Lintang menghela nafas lega melihat Dinda yang membuka matanya. Mata gadis itu menyipit untuk menyesuaikan cahaya yang masuk dan memfokuskan tatapannya.

"Aku dimana? aku siapa?"

Lintang melebarkan matanya mendengar pertanyaan Dinda. Apakah Dinda jadi Amnesia karena bola yang ia lempat menghantam kepalanya. Cowok itu langsung panik dan gelagapan.

Tiba - tiba tawa Dinda pecah melihat ekspresi Lintang.

"Nggak kali, aku ngga Amnesia, alay banget kalo amnesia cuma gara - gara kegebuk bola basket," katanya enteng.

"Sialan, lo ngerjain gue rupanya. Karena lo udah bangun, gue balik" katanya dingin.

Dinda mengernyit, ia heran kenapa tiba - tiba sikapnya jadi begini. Tadi saat ia pura - pura lupa wajah Lintang panik dan terlihat seperti orang baik. Tapi sekarang? Sangat dingin dan terkesan galak kalau menurut Dinda.

"Eh tunggu!"

Lintang berbalik dan menatap Dinda. Tatapan nya berbeda dari sebelumnya. Aneh, dingin dan menusuk. Dinda sempat takut sendiri melihat Lintang.

"Ngga jadi deh, makasih aja udah bawa aku kesini, Lintang?"

Lintang tidak menjawab dan kembali berbalik meninggalkan Dinda. Dinda hanya mengendikan bahu tak acuh, mungkin saja Lintang memiliki kepribadian ganda. Ia tak mau terlalu memikirkan tentang itu.

Ia sudah kembali berjalan ke kelasnya dengan dua lubang hidung yang ia sumbat menggunakan tisu. Persis seperti orang mati, wajah pucat, hidung disumbat. Bedanya ia berjalan sekarang.

"Astaga! Lo ngagetin aja bego! Udah kaya mayat idung di sumpel gitu! Lepas gak! Serem!" protes Maya yang pertama kali melihat Dinda.

"Eheh, kan biar ga ngalir darahnya Maya,"

"Kan gak gitu juga, udah bobrok ini anak kayanya," Maya jengah.

Begitu duduk, Dinda langsung dikerumuni dan dihujani banyak pertanyaan.

"Lo masih pusing gak? Masih sakit gak? Udah istirahat aja di uks lagi," itu dari orang - orang yang peduli.

"Gimana rasanya digendong Lintang? Berduang sama Lintang di uks? natap mata Lintang?" kalau itu pertanyaan darj cewek - cewek penggila cogan.

Dinda jadi pusing sendiri mendengarnya.

"Sut! Kalian tuh berisik tau nggak? Pusing jadinya aku! Nih ya, aku udah gapapa, terus tentang Lintang. Aku ngga tau apa -apa,"

Teman - temannya mendesah serempak. Ada yang karena lega Dinda sudah tidak kenapa - napa. Lebih banyak lagi yang mendesah kecewa karena jawaban yang tidak memuaskan dari Dinda.

"Mila?"

"Apaan!"

"Ih galak, gajadi deh," Dinda memalingkan tubuhnya mencari buku paket Kimia.
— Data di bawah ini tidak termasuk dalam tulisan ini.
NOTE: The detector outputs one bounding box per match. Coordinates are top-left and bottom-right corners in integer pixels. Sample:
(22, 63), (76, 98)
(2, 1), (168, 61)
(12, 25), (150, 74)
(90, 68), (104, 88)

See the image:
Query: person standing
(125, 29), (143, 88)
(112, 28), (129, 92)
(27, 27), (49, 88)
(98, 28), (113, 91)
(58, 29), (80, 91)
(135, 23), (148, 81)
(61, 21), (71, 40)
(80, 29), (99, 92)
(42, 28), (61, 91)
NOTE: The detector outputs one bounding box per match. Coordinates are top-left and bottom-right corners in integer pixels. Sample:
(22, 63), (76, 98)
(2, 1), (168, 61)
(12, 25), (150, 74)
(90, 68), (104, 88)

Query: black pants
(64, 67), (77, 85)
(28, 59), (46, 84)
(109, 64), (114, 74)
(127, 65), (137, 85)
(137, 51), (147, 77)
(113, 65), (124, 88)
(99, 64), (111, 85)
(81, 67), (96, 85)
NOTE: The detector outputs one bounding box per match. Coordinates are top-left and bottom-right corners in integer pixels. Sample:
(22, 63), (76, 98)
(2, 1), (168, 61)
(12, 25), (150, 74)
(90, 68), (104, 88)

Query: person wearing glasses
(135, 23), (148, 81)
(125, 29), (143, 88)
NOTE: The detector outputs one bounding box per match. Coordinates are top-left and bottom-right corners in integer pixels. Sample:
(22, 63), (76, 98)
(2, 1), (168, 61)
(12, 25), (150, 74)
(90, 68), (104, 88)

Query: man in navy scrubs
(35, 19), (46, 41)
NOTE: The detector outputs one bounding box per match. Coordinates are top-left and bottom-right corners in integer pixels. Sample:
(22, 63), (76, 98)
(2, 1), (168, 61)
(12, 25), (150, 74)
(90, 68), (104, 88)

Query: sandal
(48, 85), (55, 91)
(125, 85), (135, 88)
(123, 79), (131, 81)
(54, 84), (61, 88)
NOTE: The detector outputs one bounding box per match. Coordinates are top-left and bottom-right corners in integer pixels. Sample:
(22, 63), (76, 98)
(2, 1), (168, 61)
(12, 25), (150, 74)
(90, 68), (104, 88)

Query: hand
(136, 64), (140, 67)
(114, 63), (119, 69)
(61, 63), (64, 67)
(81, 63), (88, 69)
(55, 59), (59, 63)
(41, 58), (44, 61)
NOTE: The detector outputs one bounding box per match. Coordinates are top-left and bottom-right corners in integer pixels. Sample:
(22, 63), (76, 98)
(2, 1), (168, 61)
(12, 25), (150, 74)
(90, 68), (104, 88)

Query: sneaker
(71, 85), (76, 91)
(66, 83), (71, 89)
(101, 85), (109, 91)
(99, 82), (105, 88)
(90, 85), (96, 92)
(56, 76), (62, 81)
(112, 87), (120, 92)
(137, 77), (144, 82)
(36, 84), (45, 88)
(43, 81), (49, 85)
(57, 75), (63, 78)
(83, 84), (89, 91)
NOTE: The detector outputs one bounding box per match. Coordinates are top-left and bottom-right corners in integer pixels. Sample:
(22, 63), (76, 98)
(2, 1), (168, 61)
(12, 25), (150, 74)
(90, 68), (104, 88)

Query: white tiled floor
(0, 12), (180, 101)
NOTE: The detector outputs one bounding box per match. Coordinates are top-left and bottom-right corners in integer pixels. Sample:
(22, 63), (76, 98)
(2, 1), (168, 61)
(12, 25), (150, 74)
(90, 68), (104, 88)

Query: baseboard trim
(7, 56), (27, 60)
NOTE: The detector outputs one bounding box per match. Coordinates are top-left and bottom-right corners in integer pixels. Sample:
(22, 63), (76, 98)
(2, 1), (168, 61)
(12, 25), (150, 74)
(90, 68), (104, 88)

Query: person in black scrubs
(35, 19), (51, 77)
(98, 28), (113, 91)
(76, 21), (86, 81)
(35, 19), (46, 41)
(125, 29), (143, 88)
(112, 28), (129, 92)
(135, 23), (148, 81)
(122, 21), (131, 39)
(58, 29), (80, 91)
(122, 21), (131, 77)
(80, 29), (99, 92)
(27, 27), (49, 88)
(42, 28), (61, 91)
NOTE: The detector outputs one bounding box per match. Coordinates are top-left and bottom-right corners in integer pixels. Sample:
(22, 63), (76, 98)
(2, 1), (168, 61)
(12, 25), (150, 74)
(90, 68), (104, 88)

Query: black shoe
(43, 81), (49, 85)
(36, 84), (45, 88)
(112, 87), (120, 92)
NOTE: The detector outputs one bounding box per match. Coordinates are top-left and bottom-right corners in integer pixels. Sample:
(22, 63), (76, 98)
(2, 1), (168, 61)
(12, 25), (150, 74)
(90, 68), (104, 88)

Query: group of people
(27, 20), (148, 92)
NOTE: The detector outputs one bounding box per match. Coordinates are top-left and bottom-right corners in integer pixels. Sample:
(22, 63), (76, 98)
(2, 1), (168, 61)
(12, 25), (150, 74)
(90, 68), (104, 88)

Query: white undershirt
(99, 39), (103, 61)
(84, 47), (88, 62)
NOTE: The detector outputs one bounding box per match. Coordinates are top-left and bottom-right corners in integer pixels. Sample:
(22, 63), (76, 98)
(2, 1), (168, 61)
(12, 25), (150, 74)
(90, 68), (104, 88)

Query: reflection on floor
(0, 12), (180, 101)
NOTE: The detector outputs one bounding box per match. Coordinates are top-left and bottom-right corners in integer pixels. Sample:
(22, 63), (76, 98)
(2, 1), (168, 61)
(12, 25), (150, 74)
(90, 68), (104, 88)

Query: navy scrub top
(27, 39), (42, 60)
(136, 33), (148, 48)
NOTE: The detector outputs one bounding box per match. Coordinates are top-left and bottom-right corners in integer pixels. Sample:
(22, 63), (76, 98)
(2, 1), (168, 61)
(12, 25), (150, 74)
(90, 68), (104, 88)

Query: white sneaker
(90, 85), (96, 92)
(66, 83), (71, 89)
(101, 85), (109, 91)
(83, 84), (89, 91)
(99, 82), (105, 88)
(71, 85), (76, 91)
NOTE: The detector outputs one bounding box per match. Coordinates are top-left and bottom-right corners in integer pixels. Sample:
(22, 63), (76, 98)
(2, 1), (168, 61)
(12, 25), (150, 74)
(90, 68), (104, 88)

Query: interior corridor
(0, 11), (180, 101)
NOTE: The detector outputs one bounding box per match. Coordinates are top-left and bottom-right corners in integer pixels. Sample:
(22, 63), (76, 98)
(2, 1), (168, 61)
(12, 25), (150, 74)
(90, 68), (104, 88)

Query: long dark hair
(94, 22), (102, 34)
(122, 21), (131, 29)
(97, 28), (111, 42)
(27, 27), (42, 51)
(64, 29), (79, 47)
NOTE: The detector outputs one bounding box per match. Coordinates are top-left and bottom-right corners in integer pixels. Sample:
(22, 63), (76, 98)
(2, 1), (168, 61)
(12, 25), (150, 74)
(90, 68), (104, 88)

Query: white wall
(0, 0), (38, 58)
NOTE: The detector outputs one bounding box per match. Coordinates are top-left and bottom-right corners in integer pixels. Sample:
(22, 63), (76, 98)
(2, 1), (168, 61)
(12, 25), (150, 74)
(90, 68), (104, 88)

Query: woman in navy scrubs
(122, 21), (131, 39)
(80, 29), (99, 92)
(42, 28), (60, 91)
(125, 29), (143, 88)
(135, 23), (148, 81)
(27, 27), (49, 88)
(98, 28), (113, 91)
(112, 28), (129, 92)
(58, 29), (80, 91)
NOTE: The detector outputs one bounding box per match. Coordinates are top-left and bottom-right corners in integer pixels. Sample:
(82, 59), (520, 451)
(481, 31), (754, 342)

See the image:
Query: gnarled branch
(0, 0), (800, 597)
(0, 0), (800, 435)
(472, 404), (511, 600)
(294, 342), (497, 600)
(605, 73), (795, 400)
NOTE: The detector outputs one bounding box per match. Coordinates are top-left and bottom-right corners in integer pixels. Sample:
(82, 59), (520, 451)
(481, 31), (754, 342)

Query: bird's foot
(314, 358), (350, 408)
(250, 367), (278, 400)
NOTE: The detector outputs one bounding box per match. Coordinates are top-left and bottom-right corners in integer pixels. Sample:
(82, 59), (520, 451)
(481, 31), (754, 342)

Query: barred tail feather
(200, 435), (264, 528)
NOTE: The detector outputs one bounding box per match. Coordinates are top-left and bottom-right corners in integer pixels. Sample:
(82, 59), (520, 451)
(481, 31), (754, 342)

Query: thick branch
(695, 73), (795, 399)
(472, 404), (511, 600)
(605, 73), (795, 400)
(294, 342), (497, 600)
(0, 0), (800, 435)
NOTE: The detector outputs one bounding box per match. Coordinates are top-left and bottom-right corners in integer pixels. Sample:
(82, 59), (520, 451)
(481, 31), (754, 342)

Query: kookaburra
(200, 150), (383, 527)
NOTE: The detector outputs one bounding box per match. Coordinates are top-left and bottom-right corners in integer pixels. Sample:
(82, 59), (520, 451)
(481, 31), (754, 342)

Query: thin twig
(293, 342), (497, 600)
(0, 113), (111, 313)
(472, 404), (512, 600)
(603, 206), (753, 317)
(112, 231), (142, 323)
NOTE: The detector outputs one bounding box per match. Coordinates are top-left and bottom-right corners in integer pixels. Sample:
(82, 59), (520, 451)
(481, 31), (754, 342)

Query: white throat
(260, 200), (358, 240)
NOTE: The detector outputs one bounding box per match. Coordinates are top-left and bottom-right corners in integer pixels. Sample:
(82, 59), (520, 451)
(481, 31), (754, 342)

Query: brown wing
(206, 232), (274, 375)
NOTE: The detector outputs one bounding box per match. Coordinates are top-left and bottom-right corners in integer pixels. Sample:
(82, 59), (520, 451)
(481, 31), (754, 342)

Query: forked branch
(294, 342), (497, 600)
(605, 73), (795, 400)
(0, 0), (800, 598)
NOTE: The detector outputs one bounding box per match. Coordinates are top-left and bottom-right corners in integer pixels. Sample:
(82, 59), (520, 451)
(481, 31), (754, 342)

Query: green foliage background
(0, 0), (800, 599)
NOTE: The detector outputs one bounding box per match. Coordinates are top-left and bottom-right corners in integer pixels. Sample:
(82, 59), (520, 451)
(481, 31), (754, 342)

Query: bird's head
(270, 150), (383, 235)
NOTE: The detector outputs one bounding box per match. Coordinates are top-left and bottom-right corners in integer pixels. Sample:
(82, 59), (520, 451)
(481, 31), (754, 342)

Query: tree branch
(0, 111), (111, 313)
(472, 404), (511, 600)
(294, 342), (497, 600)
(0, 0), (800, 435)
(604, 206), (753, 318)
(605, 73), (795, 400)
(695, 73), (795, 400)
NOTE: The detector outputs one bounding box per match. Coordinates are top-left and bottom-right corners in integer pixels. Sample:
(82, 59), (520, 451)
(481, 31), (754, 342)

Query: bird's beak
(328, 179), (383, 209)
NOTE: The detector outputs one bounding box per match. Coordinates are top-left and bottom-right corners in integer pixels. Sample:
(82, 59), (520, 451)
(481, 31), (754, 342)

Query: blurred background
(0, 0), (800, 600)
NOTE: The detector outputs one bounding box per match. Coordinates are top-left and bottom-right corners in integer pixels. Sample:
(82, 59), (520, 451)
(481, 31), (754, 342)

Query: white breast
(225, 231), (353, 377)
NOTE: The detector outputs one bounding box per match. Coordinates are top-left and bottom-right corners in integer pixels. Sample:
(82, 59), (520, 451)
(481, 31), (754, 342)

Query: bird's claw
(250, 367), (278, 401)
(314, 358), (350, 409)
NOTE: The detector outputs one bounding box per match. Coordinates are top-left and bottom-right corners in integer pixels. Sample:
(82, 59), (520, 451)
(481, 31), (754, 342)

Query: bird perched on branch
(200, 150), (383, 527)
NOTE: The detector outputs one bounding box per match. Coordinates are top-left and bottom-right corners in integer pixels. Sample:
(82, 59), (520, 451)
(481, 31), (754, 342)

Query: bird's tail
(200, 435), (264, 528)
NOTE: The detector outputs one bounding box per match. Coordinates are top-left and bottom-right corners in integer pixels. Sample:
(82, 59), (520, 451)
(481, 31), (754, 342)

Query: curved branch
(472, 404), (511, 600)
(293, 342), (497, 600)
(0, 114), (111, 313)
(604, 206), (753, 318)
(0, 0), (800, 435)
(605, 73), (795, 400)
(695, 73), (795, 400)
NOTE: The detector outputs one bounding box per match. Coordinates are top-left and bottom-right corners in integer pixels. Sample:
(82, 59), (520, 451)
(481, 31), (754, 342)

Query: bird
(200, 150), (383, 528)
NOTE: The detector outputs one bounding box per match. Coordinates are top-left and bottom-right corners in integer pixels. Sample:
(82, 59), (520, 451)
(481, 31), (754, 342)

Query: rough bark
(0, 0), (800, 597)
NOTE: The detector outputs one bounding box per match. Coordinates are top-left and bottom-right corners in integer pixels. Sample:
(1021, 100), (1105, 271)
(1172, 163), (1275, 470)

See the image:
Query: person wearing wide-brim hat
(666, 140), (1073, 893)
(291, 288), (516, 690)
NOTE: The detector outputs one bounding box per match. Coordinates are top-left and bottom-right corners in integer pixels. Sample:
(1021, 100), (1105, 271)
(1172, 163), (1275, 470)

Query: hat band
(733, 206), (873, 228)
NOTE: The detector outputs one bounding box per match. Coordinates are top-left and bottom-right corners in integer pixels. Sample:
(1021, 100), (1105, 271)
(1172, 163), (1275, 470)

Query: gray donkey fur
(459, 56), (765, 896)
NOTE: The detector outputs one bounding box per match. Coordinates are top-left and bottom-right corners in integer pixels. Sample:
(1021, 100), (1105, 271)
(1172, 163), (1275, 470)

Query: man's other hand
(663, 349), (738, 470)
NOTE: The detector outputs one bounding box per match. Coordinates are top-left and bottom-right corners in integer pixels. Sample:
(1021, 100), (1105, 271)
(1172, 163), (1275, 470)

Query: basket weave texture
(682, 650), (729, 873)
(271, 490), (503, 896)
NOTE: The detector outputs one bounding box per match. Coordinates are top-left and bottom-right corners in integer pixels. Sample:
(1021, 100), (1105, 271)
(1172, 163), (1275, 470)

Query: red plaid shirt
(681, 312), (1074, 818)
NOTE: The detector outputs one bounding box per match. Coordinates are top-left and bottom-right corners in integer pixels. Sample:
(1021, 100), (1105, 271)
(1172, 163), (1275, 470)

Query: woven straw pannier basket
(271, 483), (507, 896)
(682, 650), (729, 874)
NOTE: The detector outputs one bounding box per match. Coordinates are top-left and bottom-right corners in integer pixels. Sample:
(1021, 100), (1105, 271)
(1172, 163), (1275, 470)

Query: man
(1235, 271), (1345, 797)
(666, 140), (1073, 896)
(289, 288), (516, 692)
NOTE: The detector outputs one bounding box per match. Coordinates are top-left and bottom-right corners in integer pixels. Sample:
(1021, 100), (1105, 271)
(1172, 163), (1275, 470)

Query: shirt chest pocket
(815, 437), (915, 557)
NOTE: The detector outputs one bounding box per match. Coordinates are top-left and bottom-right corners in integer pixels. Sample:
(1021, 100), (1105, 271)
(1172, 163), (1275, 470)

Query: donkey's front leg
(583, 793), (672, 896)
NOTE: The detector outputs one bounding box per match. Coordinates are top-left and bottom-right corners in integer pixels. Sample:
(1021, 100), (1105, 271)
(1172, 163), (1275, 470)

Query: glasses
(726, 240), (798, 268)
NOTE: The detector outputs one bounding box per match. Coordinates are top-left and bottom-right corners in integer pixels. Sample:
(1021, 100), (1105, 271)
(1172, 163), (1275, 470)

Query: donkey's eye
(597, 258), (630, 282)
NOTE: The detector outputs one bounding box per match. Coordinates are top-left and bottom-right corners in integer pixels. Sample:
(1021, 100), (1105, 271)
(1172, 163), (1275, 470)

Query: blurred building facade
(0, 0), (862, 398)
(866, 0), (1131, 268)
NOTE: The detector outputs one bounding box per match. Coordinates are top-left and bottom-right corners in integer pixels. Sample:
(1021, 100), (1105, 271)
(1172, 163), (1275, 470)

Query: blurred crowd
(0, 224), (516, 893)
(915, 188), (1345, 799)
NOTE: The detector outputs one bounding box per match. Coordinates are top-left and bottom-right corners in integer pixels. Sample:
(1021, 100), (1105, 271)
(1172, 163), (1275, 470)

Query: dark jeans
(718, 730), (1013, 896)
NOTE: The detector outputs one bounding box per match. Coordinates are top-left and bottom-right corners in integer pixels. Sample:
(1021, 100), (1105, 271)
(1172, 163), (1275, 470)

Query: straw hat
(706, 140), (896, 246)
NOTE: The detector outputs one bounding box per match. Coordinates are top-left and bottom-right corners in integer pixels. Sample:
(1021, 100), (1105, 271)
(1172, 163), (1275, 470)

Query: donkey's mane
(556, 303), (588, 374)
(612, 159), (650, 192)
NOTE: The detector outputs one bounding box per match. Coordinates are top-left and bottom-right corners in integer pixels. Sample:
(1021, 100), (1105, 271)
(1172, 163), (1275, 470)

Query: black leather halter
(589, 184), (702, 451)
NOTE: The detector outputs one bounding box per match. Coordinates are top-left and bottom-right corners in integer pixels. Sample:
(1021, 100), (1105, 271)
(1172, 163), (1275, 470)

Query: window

"Abisnya lo sih! Coba bisa ngga nggak bikin khawatir, pasti aja ada masalahnya. Heran gue sama lo, sebenarnya lo ini apa?" geram Mila.

Dinda tersenyum tulus pada Mila yang kini matanya sudah berkaca - kaca, siap menjatuhkan air matanya karena cemas dengan sahabatnya yang konyol dan ceroboh ini. Dinda perlahan memeluk Mila.

"Maaf ya, selalu bikin Mila sedih. Aku janji ngga gitu lagi, lain kali kalo ada bola aku bakal ngehindar kok,"

Mila yang tadinya sedih, menjadi terkekeh mendengar jawaban Dinda. Mereka melepaskan pelukannya, bukan karena mereka lesbian, Dinda dan Mila sudah bersahabat sejak masuk SMA sehingga Mila menganggap Dinda sudah seperti adiknya sekarang. Adik yang ceroboh dan perlu dijaga.

"Mila, beli eskrim yuk di kantin" ajak Dinda.

Mila mengangguk dan berdiri. Mereka berdua berjalan ke kantin, saat ini istirahat kedua, kantin tidak terlalu ramai. Mila memekik tertahan di samping Dinda saat melihat sekumpulan cowok di pojok kantin.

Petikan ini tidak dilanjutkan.